Developer Tools

llama.cpp b9510 speeds up WASM inference 3.4x with SIMD128 optimization

New release boosts q4_1_q8_1 dot product performance on WebAssembly by 3.4x.

Deep Dive

The llama.cpp project released version b9510, featuring a major performance optimization for WebAssembly (WASM) builds. The core change vectorizes the inner loop of ggml_vec_dot_q4_1_q8_1 using WASM SIMD128 intrinsics, which pack 32 4-bit weights into two u8x16 registers, widen to i16, and accumulate via dot product instructions. Benchmarks on Node.js v25 with emcc -O3 -msimd128 show a 3.42x speedup over the scalar reference (257.8 ns/call vs 880.7 ns/call). Correctness was verified across 10 random seeds with exact output match. The SIMD implementation was relocated to a dedicated wasm backend file (ggml-cpu/arch/wasm/quants.c) to follow architecture-specific layout, while the generic fallback remains in quants.c for non-WASM targets.

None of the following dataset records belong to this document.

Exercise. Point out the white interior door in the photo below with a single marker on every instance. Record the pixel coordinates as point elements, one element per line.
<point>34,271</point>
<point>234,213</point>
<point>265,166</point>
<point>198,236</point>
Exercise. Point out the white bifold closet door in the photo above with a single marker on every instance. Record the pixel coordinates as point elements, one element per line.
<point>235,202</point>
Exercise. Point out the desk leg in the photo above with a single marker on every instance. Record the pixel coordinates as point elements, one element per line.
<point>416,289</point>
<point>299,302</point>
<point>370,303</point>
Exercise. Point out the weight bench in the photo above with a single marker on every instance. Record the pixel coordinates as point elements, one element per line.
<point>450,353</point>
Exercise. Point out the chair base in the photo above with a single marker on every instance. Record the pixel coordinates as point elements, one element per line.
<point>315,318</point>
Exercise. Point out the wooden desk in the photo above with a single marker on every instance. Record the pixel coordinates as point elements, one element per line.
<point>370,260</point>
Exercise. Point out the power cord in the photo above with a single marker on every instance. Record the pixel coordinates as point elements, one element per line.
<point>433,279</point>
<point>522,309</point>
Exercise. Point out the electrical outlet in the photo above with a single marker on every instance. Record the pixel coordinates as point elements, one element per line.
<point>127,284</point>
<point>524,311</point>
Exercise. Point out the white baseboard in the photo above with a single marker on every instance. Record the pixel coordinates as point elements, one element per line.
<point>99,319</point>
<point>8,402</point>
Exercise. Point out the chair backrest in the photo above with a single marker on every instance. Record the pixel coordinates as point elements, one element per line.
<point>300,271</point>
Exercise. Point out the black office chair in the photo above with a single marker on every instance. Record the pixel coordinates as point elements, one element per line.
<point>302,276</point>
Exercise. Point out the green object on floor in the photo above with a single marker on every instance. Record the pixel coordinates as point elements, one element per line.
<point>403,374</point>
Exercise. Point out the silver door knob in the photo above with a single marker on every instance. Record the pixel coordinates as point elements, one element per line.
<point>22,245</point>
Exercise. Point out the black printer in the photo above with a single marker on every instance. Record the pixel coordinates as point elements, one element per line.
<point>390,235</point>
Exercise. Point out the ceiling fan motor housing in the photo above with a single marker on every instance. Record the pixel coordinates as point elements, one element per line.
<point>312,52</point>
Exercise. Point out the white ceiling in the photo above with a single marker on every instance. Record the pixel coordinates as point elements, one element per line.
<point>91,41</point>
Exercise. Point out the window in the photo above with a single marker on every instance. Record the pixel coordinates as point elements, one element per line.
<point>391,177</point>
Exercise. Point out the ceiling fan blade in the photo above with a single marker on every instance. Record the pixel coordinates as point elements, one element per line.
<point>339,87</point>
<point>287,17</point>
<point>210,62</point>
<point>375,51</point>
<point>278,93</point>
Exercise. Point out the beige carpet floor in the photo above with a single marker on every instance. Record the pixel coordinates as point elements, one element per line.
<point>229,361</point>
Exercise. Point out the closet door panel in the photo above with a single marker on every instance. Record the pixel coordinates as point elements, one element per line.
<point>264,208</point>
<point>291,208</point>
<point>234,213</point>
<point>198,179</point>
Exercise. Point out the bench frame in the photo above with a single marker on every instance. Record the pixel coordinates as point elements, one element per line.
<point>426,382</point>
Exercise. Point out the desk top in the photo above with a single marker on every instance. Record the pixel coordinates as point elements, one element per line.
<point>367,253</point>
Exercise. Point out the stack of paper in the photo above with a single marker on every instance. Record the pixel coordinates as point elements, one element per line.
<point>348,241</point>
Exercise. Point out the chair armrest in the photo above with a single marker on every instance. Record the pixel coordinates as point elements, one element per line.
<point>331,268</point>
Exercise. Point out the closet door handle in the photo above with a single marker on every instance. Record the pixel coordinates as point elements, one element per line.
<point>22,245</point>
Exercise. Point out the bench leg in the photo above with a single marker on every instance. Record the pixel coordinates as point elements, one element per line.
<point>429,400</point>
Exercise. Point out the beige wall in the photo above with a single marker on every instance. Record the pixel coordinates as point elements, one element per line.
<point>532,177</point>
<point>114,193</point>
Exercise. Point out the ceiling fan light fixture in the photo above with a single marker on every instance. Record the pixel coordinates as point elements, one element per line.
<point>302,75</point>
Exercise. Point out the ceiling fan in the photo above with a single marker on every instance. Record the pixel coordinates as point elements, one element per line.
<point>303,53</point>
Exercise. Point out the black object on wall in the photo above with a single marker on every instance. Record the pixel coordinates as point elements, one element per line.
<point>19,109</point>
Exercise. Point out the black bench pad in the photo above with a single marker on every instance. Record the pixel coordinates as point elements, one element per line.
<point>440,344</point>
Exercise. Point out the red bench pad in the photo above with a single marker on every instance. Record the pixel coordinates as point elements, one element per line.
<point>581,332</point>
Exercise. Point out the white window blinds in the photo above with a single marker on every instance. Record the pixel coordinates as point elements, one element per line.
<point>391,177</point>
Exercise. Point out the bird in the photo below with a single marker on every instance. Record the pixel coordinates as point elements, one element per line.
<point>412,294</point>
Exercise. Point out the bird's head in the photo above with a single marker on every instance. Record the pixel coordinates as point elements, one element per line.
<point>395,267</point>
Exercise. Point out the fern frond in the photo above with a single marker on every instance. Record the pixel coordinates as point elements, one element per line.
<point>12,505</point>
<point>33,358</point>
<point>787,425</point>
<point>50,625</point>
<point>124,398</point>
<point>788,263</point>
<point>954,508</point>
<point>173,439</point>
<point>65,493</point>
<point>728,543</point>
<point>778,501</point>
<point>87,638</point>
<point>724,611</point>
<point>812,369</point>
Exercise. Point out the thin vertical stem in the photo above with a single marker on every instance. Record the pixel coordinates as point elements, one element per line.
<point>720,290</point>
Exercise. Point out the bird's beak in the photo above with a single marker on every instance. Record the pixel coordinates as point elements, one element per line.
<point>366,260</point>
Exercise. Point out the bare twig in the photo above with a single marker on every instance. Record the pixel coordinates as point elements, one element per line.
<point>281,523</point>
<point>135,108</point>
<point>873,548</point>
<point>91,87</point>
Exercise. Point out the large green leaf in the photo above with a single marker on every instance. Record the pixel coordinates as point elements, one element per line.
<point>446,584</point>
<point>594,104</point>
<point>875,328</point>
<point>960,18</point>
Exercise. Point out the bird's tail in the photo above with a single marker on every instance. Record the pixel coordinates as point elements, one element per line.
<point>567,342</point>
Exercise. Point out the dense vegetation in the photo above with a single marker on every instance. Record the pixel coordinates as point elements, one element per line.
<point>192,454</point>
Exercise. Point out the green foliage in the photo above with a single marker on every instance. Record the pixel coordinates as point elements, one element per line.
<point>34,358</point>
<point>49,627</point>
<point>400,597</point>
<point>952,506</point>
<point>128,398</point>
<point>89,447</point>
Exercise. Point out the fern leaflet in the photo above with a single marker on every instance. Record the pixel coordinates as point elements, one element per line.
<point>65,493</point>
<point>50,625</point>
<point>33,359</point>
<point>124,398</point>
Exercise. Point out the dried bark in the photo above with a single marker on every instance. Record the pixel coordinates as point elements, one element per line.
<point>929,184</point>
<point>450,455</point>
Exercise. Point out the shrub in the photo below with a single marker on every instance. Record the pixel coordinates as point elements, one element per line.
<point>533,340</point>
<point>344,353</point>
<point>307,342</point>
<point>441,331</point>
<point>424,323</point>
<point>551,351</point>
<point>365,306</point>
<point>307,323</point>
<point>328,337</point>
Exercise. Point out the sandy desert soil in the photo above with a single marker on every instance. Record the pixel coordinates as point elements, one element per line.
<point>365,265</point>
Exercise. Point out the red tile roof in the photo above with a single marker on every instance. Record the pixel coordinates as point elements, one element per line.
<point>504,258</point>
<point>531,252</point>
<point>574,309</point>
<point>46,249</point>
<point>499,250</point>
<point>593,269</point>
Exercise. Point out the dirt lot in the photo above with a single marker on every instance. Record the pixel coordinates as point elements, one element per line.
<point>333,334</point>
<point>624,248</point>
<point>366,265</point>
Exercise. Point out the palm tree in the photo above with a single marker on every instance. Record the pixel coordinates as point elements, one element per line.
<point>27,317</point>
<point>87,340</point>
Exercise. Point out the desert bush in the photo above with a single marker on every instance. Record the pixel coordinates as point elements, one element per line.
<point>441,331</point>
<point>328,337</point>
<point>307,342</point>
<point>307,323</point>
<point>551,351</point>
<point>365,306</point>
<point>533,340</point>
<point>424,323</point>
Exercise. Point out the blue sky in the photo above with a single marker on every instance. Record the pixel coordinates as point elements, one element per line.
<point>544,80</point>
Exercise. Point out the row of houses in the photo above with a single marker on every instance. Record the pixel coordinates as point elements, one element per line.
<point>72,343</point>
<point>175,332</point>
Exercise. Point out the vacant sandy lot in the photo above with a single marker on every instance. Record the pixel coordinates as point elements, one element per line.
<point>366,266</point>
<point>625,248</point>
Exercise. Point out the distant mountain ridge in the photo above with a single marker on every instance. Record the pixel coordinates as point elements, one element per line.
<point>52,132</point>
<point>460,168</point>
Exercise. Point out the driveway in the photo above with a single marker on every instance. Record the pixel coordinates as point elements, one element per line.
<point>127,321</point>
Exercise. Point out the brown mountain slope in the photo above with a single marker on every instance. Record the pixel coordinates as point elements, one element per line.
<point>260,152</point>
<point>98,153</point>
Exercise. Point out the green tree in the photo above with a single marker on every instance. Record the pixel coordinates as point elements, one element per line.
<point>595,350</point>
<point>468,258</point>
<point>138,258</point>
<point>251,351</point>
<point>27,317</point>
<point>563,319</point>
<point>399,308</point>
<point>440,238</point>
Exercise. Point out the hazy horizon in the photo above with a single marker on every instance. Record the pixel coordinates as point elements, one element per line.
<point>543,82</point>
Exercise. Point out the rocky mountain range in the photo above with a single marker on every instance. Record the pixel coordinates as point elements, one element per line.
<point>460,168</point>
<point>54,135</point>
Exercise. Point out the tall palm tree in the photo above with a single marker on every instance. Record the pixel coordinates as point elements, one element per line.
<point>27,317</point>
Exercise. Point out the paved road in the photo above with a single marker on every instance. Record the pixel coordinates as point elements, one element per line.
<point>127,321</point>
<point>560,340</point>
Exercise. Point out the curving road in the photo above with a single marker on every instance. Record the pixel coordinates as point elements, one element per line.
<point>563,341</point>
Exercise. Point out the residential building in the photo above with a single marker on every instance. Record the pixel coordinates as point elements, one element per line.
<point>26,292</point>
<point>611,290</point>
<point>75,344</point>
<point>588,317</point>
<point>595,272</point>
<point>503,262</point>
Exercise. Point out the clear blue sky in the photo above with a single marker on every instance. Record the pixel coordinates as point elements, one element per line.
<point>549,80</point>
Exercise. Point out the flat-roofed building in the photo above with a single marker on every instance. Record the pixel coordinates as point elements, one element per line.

This optimization directly impacts developers building AI applications that run LLMs in the browser or on edge devices via WebAssembly. The q4_1_q8_1 dot product is a common kernel for quantized models (4-bit weights, 8-bit activations). A 3.4x speedup on WASM means faster token generation, lower latency for chat interfaces, and more responsive local AI tools without requiring native binaries. The change is transparent to users—existing llama.cpp clients on WASM will automatically benefit after upgrading. This release also reinforces llama.cpp's commitment to supporting diverse deployment scenarios, from desktop GPUs to lightweight WebAssembly environments.

Key Points
  • 3.42x speedup over scalar for q4_1_q8_1 dot product on WASM SIMD128 (257.8 ns/call vs 880.7 ns/call)
  • Implementation uses wasm_v128_load, AND/SHR to unpack nibbles, and 4x wasm_i32x4_dot_i16x8 for accumulation
  • Moved to dedicated wasm backend; correctness verified across 10 random seeds

Why It Matters

Faster WASM inference enables smoother local LLM experiences in browsers and edge devices without native dependencies.